Elle poursuit: "Je veux faire un théâtre qui ait un impact, même négatif. Ça ne me dérange pas qu’on n’aime pas, ou qu’on soit choqué. Ça ne m’intéresse pas de reproduire des formes connues. J’essaie de trouver – sans prétention – une façon d’interroger, autant socialement qu’émotionnellement. Je ne veux pas faire un théâtre didactique; je veux poser des questions, dont je ne maîtrise pas forcément les paramètres. Je crois à un théâtre engagé."

En quoi son engagement se traduit-il dans sa lecture d’Antigone? "Antigone, c’est le combat de la jeunesse contre la vieillesse, de la rébellion contre l’ordre établi, de l’individu contre la société, de l’humain contre le divin. Moi, ce qui me semble le plus important aujourd’hui, ce serait plutôt l’interrogation sur le terrorisme. Qu’est-ce que le terrorisme? Où ça commence et où ça finit? Parce qu’a priori, l’ordre que prône Créon est aussi valable que celui que prône Antigone. Après les derniers mois, c’est particulièrement intéressant: parce que ce qui se passe, peut-être plus encore en Palestine qu’en Afghanistan, interroge vraiment ça. Pourquoi, à certains moments, est-ce justifié de s’opposer, et pas à d’autres? Et jusqu’où peut-on aller? C’est à ça que je pense le plus; mais on n’a pas pour autant cherché à faire de la pièce une métaphore."

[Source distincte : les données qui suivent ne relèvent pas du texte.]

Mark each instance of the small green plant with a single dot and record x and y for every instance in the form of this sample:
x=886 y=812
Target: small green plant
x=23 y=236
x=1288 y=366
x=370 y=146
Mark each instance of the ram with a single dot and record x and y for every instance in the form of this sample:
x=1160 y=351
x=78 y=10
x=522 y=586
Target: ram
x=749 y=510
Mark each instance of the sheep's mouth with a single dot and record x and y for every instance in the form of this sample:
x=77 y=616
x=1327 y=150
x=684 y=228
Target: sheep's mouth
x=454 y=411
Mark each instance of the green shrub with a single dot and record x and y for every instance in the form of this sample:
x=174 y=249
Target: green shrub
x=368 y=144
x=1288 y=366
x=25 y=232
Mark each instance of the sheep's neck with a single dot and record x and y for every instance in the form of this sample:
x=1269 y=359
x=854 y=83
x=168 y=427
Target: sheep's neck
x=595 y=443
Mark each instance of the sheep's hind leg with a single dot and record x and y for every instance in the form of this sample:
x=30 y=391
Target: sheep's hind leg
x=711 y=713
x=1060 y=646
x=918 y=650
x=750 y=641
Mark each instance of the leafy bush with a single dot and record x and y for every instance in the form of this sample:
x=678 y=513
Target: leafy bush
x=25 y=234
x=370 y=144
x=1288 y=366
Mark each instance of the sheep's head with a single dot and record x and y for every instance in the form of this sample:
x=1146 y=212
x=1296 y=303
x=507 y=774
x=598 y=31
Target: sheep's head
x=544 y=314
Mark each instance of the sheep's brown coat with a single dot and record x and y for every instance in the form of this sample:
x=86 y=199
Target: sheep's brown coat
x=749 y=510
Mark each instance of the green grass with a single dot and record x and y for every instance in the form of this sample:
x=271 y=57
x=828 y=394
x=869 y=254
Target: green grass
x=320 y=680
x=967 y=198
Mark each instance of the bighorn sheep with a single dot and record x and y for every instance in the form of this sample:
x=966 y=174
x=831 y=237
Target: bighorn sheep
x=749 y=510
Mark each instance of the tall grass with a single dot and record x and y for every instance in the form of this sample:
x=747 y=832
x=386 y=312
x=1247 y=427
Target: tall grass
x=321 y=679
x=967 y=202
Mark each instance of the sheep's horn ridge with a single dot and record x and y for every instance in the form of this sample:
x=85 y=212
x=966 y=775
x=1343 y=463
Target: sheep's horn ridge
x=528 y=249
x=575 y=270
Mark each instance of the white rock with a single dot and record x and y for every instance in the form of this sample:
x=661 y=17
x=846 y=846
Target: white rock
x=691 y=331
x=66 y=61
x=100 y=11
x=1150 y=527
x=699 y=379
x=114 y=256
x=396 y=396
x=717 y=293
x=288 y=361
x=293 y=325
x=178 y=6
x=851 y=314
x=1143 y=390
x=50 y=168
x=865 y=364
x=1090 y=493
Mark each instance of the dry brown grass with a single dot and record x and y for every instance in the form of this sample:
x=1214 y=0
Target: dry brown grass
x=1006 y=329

Difficile de jouer une tragédie antique? "Ça pose toutes sortes de difficultés, parce qu’on n’a pas de références; on a des intuitions. C’est vraiment une recherche exigeante. Je suis très attachée au processus de création; j’aime que ça se fasse de façon joyeuse et amoureuse. Et vraiment, l’échange était très riche. Tout le monde a été hyper-généreux avec moi, et avec le spectacle."